Le nombre d’armes à feu achetées légalement au Canada, mais ensuite revendues à des personnes qui les utilisent à des fins criminelles, a considérablement augmenté au cours des dernières années comparativement aux armes à feu importées des États-Unis, selon la police de Toronto.
Ces dernières années, disent les policiers, les enquêteurs ont remarqué un changement radical dans l’origine des armes utilisées pour commettre des crimes.
Avant 2012, environ 75 pour cent des armes à feu étaient importées des États-Unis. En 2017, toutefois, environ la moitié provenait de sources nationales, ce qui anéantit l’idée que la plupart des armes illégales au Canada sont originaires de l’autre côté de la frontière, a expliqué le détective Rob Di Danieli de l’unité des armes à feu et des gangs.
M. Di Danieli a indiqué que les propriétaires d’armes à feu canadiens vendent leurs armes illégalement, notant que la police a vu plus de 40 cas de ce type au cours des dernières années.
L’attrait d’une vente rapide pour un profit élevé est l’une des raisons pour lesquelles les propriétaires légaux pourraient vendre leurs armes. Un homme a vendu 47 armes et a fait plus de 100 000 $ dans une période de cinq mois, a illustré le détective.
«Ils vont obtenir leur permis dans le but de devenir un marchand d’armes à feu, a expliqué M. Di Danieli. Plusieurs sont prêts à blâmer les gros méchants Américains, mais nous avons eu notre propre petit problème ici.»
Il a fait ces commentaires dans la foulée de la fusillade qui a fait trois morts, dont le tireur, dimanche soir dans l’est de la métropole canadienne. Les parents du tireur de 29 ans ont expliqué qu’il avait souffert de psychose et de dépression toute sa vie.

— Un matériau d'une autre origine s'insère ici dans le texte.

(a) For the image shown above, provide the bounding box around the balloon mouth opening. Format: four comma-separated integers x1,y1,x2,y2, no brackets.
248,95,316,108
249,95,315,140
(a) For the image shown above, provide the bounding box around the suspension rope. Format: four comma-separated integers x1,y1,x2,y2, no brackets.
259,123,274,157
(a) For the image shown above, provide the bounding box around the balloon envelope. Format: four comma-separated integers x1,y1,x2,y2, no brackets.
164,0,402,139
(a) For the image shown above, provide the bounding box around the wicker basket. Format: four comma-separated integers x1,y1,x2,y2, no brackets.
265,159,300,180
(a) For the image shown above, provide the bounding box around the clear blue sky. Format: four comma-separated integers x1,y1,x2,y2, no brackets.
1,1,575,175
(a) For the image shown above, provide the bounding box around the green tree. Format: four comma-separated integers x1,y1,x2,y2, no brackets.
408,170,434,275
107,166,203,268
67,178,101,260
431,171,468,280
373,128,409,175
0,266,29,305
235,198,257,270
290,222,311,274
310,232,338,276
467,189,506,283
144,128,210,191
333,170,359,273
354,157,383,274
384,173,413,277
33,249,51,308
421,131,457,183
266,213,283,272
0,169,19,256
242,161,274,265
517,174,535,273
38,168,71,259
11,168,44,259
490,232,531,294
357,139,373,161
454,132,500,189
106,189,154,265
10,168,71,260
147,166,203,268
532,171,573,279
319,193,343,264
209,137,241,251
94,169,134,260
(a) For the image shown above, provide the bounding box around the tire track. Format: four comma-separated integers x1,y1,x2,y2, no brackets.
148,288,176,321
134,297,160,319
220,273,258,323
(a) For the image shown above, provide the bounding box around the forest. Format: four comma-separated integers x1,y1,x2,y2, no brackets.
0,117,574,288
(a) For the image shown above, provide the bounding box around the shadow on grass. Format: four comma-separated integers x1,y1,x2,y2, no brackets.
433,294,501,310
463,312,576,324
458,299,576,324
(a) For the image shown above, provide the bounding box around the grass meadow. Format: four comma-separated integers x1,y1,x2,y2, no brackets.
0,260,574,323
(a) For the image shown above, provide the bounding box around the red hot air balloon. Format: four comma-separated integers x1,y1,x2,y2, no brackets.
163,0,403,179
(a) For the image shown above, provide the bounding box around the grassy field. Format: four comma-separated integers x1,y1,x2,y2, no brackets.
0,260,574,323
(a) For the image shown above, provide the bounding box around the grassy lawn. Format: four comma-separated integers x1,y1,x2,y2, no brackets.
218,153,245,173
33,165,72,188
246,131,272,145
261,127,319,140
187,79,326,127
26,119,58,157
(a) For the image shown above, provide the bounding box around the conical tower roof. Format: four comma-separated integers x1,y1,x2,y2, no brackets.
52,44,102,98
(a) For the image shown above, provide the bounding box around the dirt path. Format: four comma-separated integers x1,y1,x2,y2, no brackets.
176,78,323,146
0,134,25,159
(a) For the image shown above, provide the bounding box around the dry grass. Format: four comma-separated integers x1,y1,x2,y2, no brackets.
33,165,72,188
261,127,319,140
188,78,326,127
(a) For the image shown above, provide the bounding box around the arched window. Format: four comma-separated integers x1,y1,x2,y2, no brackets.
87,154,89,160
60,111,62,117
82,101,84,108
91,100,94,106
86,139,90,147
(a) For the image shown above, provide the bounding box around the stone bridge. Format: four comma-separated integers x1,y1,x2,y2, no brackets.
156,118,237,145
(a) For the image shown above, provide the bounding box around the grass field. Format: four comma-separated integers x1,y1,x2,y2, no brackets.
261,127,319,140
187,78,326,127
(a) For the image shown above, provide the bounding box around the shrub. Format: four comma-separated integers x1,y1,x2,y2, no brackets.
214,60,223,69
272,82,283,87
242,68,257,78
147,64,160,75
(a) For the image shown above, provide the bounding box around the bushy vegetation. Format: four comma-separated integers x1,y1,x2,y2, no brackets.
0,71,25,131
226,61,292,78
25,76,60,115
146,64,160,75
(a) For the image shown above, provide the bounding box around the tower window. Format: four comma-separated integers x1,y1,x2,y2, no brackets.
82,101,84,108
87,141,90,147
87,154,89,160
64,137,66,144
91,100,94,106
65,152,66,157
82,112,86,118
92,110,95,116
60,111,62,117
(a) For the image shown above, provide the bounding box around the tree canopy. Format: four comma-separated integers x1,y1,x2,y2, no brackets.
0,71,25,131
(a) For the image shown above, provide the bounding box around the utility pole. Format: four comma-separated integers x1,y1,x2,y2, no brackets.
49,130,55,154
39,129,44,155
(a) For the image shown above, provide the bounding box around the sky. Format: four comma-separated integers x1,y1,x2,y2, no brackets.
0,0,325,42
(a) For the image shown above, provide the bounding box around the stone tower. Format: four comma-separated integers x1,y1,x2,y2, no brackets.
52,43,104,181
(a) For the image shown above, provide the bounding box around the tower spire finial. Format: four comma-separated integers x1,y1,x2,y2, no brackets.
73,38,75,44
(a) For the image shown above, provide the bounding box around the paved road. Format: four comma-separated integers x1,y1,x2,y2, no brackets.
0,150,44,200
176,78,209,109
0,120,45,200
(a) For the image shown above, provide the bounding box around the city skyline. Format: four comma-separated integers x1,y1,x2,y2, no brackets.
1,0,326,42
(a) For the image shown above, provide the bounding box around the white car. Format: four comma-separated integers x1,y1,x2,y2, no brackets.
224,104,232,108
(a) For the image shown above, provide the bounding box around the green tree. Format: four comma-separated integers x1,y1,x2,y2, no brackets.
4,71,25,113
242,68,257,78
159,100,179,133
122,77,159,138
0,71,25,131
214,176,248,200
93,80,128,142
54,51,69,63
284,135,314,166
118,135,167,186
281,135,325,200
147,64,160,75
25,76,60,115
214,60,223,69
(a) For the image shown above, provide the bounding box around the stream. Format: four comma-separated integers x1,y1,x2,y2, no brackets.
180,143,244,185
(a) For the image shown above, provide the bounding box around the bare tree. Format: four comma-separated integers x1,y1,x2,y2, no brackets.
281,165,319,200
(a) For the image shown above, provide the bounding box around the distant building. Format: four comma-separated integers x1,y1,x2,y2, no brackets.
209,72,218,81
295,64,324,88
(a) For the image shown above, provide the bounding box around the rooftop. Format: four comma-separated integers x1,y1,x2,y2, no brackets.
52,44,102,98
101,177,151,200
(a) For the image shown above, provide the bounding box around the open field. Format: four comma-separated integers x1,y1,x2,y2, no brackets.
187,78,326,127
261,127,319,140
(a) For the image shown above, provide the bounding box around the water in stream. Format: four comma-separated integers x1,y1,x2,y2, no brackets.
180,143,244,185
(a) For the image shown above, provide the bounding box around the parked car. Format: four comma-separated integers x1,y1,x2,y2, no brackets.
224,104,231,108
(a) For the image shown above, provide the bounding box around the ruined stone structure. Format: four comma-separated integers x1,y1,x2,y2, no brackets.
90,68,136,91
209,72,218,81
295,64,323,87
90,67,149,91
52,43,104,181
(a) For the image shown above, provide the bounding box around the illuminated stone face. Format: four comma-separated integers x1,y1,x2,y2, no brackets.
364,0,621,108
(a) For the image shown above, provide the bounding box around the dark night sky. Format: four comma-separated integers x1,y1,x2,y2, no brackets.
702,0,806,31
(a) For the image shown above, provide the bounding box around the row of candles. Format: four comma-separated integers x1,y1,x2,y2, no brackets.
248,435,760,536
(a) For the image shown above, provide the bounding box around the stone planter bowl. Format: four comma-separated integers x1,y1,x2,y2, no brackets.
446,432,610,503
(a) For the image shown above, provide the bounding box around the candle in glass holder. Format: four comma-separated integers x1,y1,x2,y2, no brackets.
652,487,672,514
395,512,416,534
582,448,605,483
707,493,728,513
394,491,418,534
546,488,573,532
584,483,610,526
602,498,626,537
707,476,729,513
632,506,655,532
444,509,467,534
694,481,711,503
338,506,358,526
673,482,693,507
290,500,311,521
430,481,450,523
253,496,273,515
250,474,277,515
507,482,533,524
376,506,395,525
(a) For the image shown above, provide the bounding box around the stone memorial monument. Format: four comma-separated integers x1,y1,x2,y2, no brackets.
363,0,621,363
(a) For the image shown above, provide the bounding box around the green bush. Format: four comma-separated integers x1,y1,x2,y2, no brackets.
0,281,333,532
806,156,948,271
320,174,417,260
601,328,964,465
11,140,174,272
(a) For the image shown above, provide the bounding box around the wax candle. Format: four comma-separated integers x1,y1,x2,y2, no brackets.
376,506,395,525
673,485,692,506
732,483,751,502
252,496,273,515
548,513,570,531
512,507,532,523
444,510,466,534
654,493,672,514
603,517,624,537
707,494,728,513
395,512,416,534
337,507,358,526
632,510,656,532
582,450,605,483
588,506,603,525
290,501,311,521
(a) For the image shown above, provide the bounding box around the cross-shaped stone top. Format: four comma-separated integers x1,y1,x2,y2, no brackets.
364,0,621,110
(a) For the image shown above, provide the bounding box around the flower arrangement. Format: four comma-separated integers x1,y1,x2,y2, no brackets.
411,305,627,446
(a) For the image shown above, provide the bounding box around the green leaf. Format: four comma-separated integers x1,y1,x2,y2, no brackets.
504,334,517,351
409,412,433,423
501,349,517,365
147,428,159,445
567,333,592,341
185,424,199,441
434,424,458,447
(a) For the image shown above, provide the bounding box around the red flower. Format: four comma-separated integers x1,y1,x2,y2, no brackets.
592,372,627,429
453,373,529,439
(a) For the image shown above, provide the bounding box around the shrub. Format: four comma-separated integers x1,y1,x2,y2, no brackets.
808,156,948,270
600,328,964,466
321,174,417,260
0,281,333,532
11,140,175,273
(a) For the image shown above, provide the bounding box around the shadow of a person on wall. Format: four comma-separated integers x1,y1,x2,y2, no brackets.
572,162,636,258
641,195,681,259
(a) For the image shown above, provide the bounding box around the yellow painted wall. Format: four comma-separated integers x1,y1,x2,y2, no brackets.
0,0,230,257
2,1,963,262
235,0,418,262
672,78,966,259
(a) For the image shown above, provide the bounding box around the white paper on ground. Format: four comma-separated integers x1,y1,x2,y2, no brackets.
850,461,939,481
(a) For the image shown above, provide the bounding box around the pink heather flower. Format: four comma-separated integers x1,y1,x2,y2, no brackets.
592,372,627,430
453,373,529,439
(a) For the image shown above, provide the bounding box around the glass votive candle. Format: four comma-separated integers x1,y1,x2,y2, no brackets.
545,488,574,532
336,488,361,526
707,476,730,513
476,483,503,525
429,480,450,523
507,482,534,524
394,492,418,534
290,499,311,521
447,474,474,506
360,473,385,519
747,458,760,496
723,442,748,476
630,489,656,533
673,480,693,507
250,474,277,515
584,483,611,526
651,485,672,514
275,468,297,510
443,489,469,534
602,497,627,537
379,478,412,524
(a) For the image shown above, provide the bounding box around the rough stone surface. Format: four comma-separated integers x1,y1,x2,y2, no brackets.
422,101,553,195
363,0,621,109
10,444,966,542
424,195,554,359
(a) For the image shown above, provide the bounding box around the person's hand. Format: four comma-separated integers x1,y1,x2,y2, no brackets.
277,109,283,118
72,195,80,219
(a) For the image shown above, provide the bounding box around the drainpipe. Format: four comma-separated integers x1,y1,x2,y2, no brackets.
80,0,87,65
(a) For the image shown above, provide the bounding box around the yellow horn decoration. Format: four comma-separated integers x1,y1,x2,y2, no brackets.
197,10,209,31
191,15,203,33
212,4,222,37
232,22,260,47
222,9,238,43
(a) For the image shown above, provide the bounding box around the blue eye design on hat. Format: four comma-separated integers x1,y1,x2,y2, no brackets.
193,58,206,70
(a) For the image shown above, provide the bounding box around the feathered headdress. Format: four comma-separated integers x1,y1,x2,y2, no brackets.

Dans l’ensemble, la compréhension de la source des armes à feu utilisées à des fins criminelles a également pris une nouvelle urgence à la lumière des 220 fusillades et 27 décès enregistrés à Toronto en date du 9 juillet.
Le maire John Tory a déclaré que le trafic interne doit être traité en tenant compte de ce qu’il appelle le «problème des armes à feu» de la ville.
«Vous m’avez entendu poser la question de savoir pourquoi quelqu’un aurait besoin d’acheter 10 ou 20 armes, ce qu’on peut légalement faire en vertu des lois actuelles, a déclaré M. Tory lundi. Pourquoi quelqu’un dans cette ville a-t-il besoin d’un pistolet?»
Il y a deux semaines, M. Tory a demandé que des mesures soient prises pour permettre un meilleur suivi des armes à feu d’une manière qui ne soit «pas indûment envahissante». Le chef de la police de Toronto, Mark Saunders, a déclaré récemment qu’il serait utile que l’information concernant les achats suspects puisse être partagée entre les ordres de gouvernement.
«Le gouvernement saurait que j’ai deux enfants, deux voitures, a déclaré M. Di Danieli. Mais si j’achetais dix fusils de chasse, il ne saurait pas que j’ai dix fusils de chasse.»
Projet de loi C-71
Plus tôt cette année, le gouvernement fédéral a présenté le projet de loi C-71 visant à resserrer les contrôles sur les armes de poing. En vertu de la loi, les entreprises devraient tenir des dossiers d’inventaire et de transfert des armes à feu sans restriction, ce qui permettrait à la police de mieux retrouver les armes à feu, a déclaré un porte-parole de Sécurité publique Canada dans un communiqué.
Jooyoung Lee, un professeur agrégé à l’Université de Toronto et spécialisé dans l’examen de la violence armée, a expliqué que les résultats de ces dernières années montrent que de nombreuses armes utilisées pour commettre des crimes au Canada sont originaires du pays. Si les civils sont en mesure d’acheter des armes à feu légalement, il est toujours possible qu’elles se retrouvent sur le marché noir, a dit M. Lee.
«Chaque fois que vous avez un marché légal pour que les civils possèdent des armes à feu dissimulables (...) il y a toujours une possibilité que ces types d’armes à feu achetées légalement puissent tomber entre les mains de personnes qui veulent les utiliser pour commettre un carnage», a-t-il ajouté.
Bien que l’on ne sache toujours pas comment l’homme derrière la fusillade de dimanche a obtenu son arme, M. Lee a dit que le projet de loi C-71 permettrait des vérifications d’antécédents plus détaillées qui remonteraient plus loin dans l’histoire des gens.
«Une personne qui a une longue histoire de problèmes de santé mentale, y compris la psychose et la dépression, ne devrait pas avoir accès à des armes à feu, a-t-il dit à propos de Hussain. Je pense que c’est une chose sur laquelle s’entendent les gens de gauche et les gens de droite.»